Hurricane Sally Widens Shutdown Of US Oil Output To 27%, Gas To 28% - Interior Dept.

WASHINGTON (Pakistan Point News / Sputnik - 16th September, 2020) Hurricane Sally, the Atlantic region storm due to make landfall later Tuesday, has widened its shutdown of oil production in the US Gulf Coast of Mexico to 27 percent of capacity and natural gas to 28 percent, Interior Department data showed on Tuesday.

The larger shutdowns reflect the precautions being taken with regards to the storm, which the National Hurricane Center said earlier on Tuesday could bring "extreme life-threatening" and historic floods. As of Monday, only 21 percent of oil production in the US Gulf Coast of Mexico had been idled, along with 25 percent of gas output, according to data from the Interior Department's Bureau of Safety and Environmental Enforcement.

Sally will be the 18th named storm in the Atlantic this year and will be the eighth tropical storm or hurricane strength to hit the United States, according to NHC records. On Monday, the agency described Sally as a "dangerous hurricane" sustaining maximum winds near 90 miles per hour (150 km/h) with higher gusts that could strengthen ahead of its expected landfall later on Tuesday.

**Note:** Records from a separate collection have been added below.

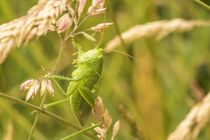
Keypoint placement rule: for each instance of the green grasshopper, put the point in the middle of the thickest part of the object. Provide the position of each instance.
(88, 70)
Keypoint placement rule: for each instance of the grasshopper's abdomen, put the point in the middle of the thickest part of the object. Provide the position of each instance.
(89, 68)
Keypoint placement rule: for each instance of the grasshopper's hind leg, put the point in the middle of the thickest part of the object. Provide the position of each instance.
(87, 95)
(55, 103)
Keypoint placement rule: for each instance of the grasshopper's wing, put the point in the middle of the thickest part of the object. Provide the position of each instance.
(76, 102)
(87, 95)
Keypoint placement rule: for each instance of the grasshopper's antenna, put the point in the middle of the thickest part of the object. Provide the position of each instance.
(59, 54)
(102, 33)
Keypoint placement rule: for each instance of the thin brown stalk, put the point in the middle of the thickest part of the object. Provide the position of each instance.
(194, 122)
(157, 29)
(39, 20)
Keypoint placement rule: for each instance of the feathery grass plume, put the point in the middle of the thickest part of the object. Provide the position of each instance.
(157, 29)
(190, 127)
(38, 21)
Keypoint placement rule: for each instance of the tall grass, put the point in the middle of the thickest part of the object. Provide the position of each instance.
(150, 94)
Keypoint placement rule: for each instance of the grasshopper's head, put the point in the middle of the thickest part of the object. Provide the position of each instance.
(91, 57)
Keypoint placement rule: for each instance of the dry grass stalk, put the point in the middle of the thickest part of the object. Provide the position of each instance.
(38, 21)
(157, 29)
(190, 127)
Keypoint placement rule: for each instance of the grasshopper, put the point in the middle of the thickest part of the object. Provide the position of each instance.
(80, 89)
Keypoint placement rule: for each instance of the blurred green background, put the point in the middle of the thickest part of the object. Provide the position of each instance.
(150, 95)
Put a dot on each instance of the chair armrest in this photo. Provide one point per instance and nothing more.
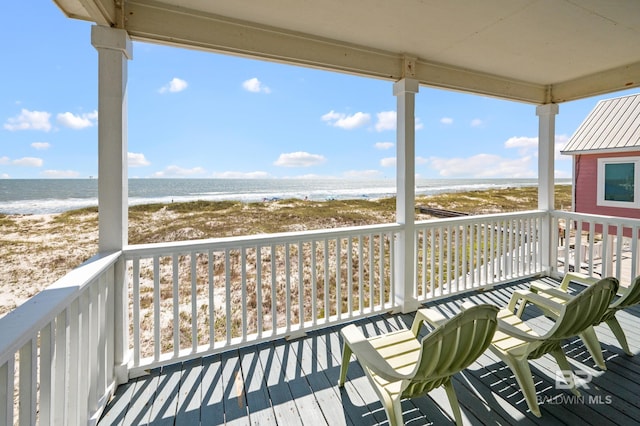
(578, 278)
(552, 291)
(430, 316)
(526, 296)
(367, 355)
(512, 331)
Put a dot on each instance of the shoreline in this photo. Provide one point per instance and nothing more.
(38, 249)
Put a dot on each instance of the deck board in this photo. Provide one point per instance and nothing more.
(295, 382)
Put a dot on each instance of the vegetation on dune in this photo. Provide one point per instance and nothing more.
(42, 249)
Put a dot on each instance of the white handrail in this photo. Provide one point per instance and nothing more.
(59, 350)
(56, 350)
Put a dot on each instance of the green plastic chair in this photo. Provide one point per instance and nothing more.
(398, 365)
(516, 343)
(628, 296)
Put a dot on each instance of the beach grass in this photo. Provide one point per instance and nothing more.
(39, 249)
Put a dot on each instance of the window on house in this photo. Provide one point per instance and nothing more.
(618, 184)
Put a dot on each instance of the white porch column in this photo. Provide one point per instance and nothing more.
(405, 268)
(114, 49)
(546, 183)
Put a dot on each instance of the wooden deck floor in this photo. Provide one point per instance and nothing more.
(295, 383)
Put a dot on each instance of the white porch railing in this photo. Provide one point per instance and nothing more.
(57, 350)
(595, 245)
(460, 254)
(63, 352)
(200, 297)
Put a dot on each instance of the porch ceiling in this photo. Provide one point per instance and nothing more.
(537, 51)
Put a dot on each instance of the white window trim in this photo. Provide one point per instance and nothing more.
(636, 184)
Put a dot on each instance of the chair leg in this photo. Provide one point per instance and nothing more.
(453, 400)
(346, 357)
(522, 371)
(614, 325)
(593, 345)
(393, 408)
(561, 359)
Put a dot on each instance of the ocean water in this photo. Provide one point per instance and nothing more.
(39, 196)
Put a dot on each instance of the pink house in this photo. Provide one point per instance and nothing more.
(606, 159)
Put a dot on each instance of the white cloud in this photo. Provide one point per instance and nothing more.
(135, 159)
(386, 121)
(28, 162)
(174, 86)
(29, 120)
(388, 162)
(60, 173)
(176, 171)
(362, 174)
(299, 159)
(345, 121)
(529, 146)
(476, 122)
(41, 145)
(521, 142)
(255, 86)
(384, 145)
(485, 166)
(241, 175)
(77, 122)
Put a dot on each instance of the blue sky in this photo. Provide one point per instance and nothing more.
(201, 115)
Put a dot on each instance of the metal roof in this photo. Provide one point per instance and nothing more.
(613, 125)
(536, 51)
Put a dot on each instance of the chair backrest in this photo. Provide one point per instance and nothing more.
(631, 296)
(587, 308)
(453, 346)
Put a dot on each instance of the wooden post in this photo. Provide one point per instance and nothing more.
(546, 184)
(405, 268)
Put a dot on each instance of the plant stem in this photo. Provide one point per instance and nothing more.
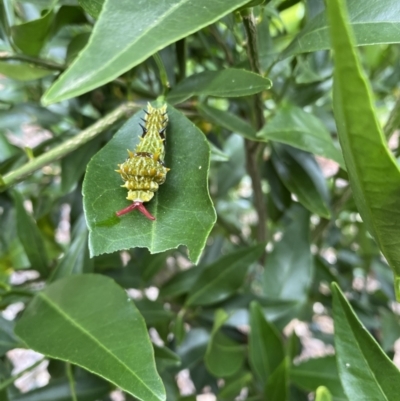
(71, 382)
(67, 147)
(12, 379)
(253, 149)
(50, 65)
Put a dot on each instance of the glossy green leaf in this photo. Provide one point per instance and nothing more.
(182, 206)
(31, 238)
(373, 22)
(80, 315)
(289, 269)
(23, 71)
(230, 82)
(365, 370)
(373, 171)
(31, 36)
(92, 7)
(76, 259)
(295, 127)
(227, 120)
(323, 394)
(266, 351)
(221, 279)
(156, 25)
(313, 373)
(224, 357)
(302, 176)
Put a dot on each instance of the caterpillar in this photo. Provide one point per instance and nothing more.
(144, 170)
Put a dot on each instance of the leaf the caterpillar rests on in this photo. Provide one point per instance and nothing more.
(144, 171)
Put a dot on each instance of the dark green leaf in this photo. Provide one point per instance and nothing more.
(295, 127)
(311, 374)
(224, 357)
(31, 238)
(227, 120)
(23, 71)
(364, 369)
(229, 82)
(373, 171)
(373, 22)
(289, 268)
(266, 351)
(92, 7)
(90, 322)
(31, 36)
(182, 205)
(156, 25)
(223, 278)
(323, 394)
(302, 176)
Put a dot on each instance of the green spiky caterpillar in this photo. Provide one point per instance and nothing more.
(144, 171)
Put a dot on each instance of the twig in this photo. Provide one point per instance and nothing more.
(252, 148)
(66, 147)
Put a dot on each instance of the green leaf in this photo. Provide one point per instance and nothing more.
(311, 374)
(76, 259)
(230, 82)
(80, 315)
(266, 351)
(157, 24)
(289, 269)
(365, 370)
(223, 278)
(92, 7)
(224, 357)
(182, 205)
(323, 394)
(373, 171)
(373, 22)
(302, 176)
(31, 36)
(23, 71)
(293, 126)
(31, 238)
(227, 120)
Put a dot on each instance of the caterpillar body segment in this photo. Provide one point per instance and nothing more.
(144, 170)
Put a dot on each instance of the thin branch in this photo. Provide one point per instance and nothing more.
(253, 149)
(68, 146)
(50, 65)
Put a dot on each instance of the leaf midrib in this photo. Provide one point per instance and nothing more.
(94, 339)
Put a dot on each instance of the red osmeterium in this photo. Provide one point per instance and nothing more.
(136, 205)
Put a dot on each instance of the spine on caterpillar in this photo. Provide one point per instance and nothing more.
(144, 170)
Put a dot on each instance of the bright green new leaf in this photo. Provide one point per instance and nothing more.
(373, 22)
(31, 238)
(266, 351)
(223, 278)
(302, 176)
(373, 171)
(323, 394)
(224, 357)
(365, 370)
(182, 206)
(227, 120)
(31, 36)
(230, 82)
(143, 28)
(23, 71)
(295, 127)
(316, 372)
(90, 322)
(289, 269)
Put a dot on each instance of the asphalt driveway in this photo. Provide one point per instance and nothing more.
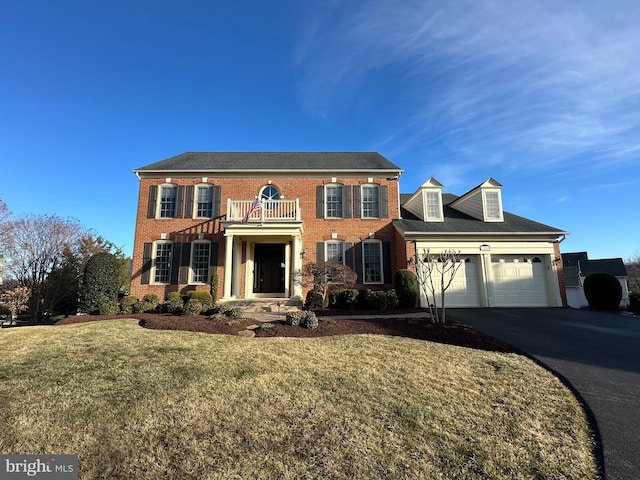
(597, 352)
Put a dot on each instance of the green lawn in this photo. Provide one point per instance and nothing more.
(144, 404)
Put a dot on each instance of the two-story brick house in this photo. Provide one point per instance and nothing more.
(255, 218)
(197, 215)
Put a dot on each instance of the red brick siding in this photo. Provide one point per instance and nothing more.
(242, 188)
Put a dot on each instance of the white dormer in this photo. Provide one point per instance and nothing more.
(426, 202)
(484, 202)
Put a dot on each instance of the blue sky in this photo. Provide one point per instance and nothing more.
(543, 96)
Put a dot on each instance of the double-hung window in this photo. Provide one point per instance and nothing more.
(168, 199)
(333, 201)
(372, 261)
(162, 262)
(370, 201)
(433, 207)
(492, 206)
(334, 251)
(204, 201)
(200, 253)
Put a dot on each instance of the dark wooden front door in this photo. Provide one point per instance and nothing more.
(268, 276)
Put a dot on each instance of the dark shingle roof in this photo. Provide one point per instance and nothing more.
(272, 161)
(458, 222)
(581, 261)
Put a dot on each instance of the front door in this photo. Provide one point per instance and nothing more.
(268, 276)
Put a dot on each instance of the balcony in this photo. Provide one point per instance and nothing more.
(248, 211)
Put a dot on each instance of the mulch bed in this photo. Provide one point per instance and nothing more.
(418, 328)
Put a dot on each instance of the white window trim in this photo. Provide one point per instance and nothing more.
(159, 200)
(438, 193)
(154, 256)
(500, 217)
(195, 199)
(326, 203)
(364, 279)
(333, 242)
(362, 188)
(191, 272)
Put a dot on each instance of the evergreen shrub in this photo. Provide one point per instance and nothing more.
(603, 291)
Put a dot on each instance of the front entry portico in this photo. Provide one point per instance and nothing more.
(262, 260)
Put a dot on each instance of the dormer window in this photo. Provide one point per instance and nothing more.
(492, 206)
(433, 206)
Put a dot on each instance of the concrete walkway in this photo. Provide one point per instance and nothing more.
(598, 353)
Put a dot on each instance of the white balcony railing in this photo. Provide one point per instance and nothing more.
(264, 211)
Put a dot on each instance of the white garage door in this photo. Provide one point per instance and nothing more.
(464, 290)
(519, 282)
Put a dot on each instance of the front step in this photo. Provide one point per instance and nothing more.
(266, 305)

The storm comes less than three weeks after Hurricane Laura, one of the strongest US hurricanes in more than a century, made landfall on August 27 near Cameron, Louisiana, as a Category 4 storm. Laura, which killed at least 25 people and damaged countless property, also scored a near-direct hit on one refinery in Louisiana processing 769,000 barrels per day of crude oil.